Comprehensive tow industry bill set for third reading

Toronto, Ontario — November 19, 2014 — An omnibus bill intended to reduce auto insurance claims costs is currently in the hands of the Ontario government, but the bill has polarized a number of industry stakeholders worried about what it will mean for towing owners and operators.

The Fighting Fraud and Reducing Automobile Insurance Rates Act—Bill 15—passed through its second reading at Queen’s Park in October, and recently was assessed by the Standing Committee on General Government.

Although Bill 15 may still be amended before it’s finally passed into law, if left unchanged the present form of the bill will alter how towing vehicles are defined, recasting tow trucks as “commercial motor vehicles” under the province’s Highway Traffic Act. This change would remove an industry exception to the law, meaning tow truck operators would need to obtain a Commercial Vehicle Operator’s Registration (CVOR) certificate, and could only be on-call to work a set period of the day.

While the bill would work towards addressing safety concerns, it’s felt within the industry that a straight removal of the exemption would negatively affect tow operators’ ability to reach destinations on time, should towers be required to follow provincial commercial service time requirements.

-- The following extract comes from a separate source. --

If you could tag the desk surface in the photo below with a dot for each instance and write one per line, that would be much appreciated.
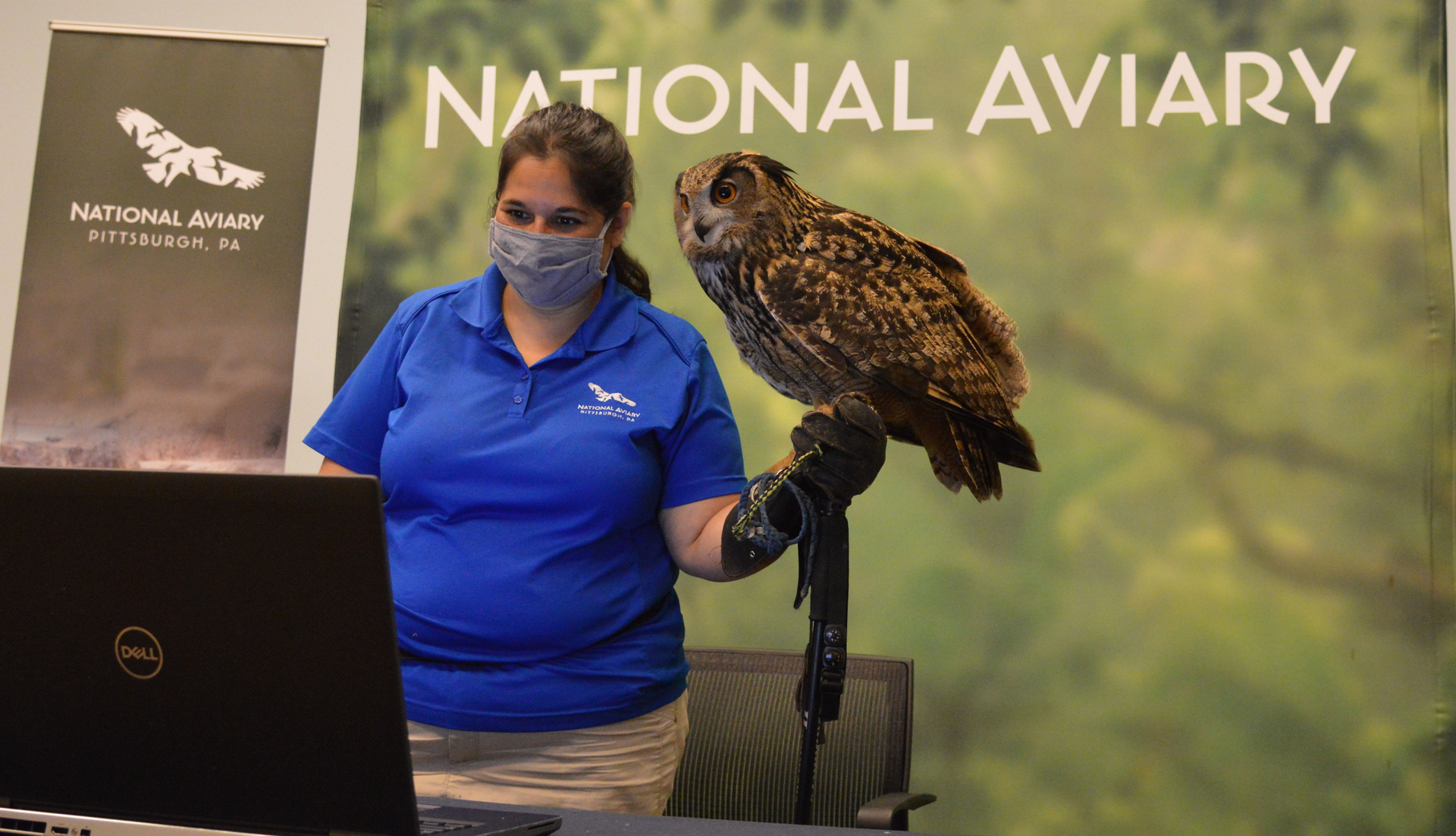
(590, 823)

There is additional worry that operational costs could increase, while service may decline.

It’s argued that the nature of the towing industry isn’t necessarily a service that falls within set hours, that tow operators need to be ready regardless of whether call volume is high or low, leaving service dependent on demand from customers. Because most calls for service are emergencies, the industry would find it difficult to satisfy the revised service hours requirements and maintain service.

In addition to the proposed changes to service and vehicle designations, Bill 15 will also reduce the duration that a towed vehicle can be stored without having given notice to owners. This would ensure that facilities are unable to charge for storage in situations where the owner may not know where their automobile is being kept. The present period a company can go without providing notice is 60 days, which stands to be reduced under Bill 15.

If passed into law, the province would thirdly set out qualifications and standards of practice for tow truck operators, which would be inclusive of certifications and training requirements for all drivers. This would help combat fraud, but also improve driver safety, training and overall compliance with basic regulations.

The fourth key point of Bill 15 would mandate itemized invoices that would be given to customers before towers are paid, ensure towers’ rates are published and known to customers, and finally that drivers must accept credit cards as a payment option.

The legislature passed a time allocation motion for the bill that required the committee to report Bill 15 to the legislature by Nov. 18—the motion limits third reading debate to two hours.

Bill 15 would also address issues concerning auto insurance dispute resolution, the reduction of prejudgment interest rates for non-pecuniary losses for accident victims and would change how insurance agents and adjusters are disciplined.